Search Operations

Perform semantic search and Cypher queries against your warehouse data.

Semantic Search

Perform semantic search across warehouse data:

warehouse = client.get_warehouse("warehouse-id")

response = warehouse.retrieve_with_semantic_search(
    query="financial reports from Q4",
    n_objects=10,
    indexes=["chunks"],  # Optional, defaults to ["chunks"]
    reformulate_query=True, # Optional, defaults to False
    enrich_with_chunks=True, # Optional, defaults to False
    included_tags = [{"parent": "job-category", "children": "data-engineer"}],
    excluded_tags = [{"parent": "job-category", "children": "data-engineer"}],
    rerank=True, # Optional, defaults to False
)

results = response.get("retrieval_results", [])
for result in results:
    print(f"Score: {result.get('score', 'N/A')}")
    print(f"Content: {result.get('content', '')[:100]}...")

Parameters:

query (str): Natural language search query
n_objects (int, optional): Number of results. Default: 10
indexes (list[str], optional): Specific indexes. Default: [“chunks”]
reformulate_query (bool, optional): Whether to perform HyDE query reformulation before retrieving objects. Default: False
enrich_with_chunks (bool, optional): Whether to enrich the retrieved objects with their original chunks. Default: False
included_tags (list[dict], optional): Tags to include in the search. Default: []
excluded_tags (list[dict], optional): Tags to exclude in the search. Default: []
rerank (bool, optional): Whether to perform reranking on retrieved objects. Default: False
included_objects (list[dict], optional): Objects to include in the retrieval. A list of [{"name": entity_name}]. Default: []
excluded_objects (list[dict], optional): Objects to exclude in the retrieval. A list of [{"name": entity_name}]. Default: []
selected_documents (list[dict], optional): List of {"id": document_uuid} to select from. Default []

Details on the Tags (included or excluded) There are 2 possibilities for the identification of tags:

either by a tag id and its parent, for example: {"parent": "job-category", "children": "data-engineer"}
or by its hierarchy and its id, for example {"id": "fullstack-engineer","id_tree": "job-roles"}

Returns: A list of retrieved objects.

Full text search

Performs a full text search on the knowledge graph fulltext indexes.

warehouse = client.get_warehouse("warehouse-id")

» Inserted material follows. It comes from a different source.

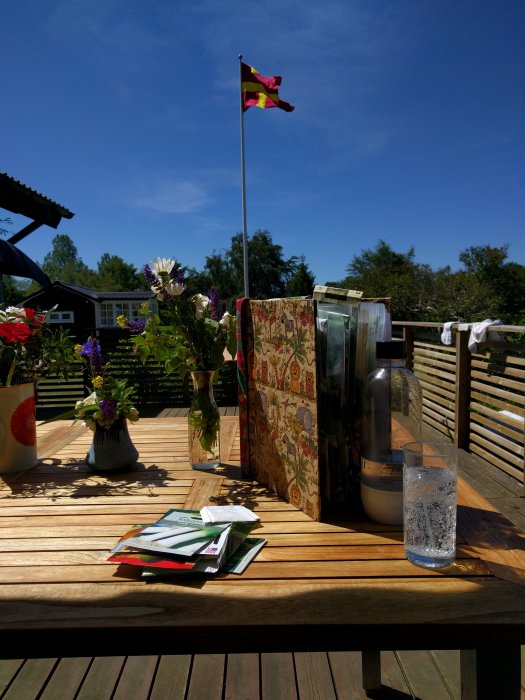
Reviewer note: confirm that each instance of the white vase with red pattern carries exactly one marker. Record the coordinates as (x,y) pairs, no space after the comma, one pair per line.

response = warehouse.retrieve_with_full_text_search(
    query="financial reports from Q4",
    n_objects=10,
    indexes=["chunks"],  # Optional, defaults to ["chunks"]
    reformulate_query=True, # Optional, defaults to False
    enrich_with_chunks=True, # Optional, defaults to False
    included_tags = [{"parent": "job-category", "children": "data-engineer"}],
    excluded_tags = [{"parent": "job-category", "children": "data-engineer"}],
    rerank=True, # Optional, defaults to False
)

results = response.get("retrieval_results", [])
for result in results:
    print(f"Score: {result.get('score', 'N/A')}")
    print(f"Content: {result.get('content', '')[:100]}...")

Parameters:

query (str): Natural language search query
n_objects (int, optional): Number of results. Default: 10
indexes (list[str], optional): Specific indexes. Default: [“chunks”]
reformulate_query (bool, optional): Whether to perform HyDE query reformulation before retrieving objects. Default: False
enrich_with_chunks (bool, optional): Whether to enrich the retrieved objects with their original chunks. Default: False
included_tags (list[dict], optional): Tags to include in the search. Default: []
excluded_tags (list[dict], optional): Tags to exclude in the search. Default: []
rerank (bool, optional): Whether to perform reranking on retrieved objects. Default: False
included_objects (list[dict], optional): Objects to include in the retrieval. A list of [{"name": entity_name}]. Default: []
excluded_objects (list[dict], optional): Objects to exclude in the retrieval. A list of [{"name": entity_name}]. Default: []
selected_documents (list[dict], optional): List of {"id": document_uuid} to select from. Default []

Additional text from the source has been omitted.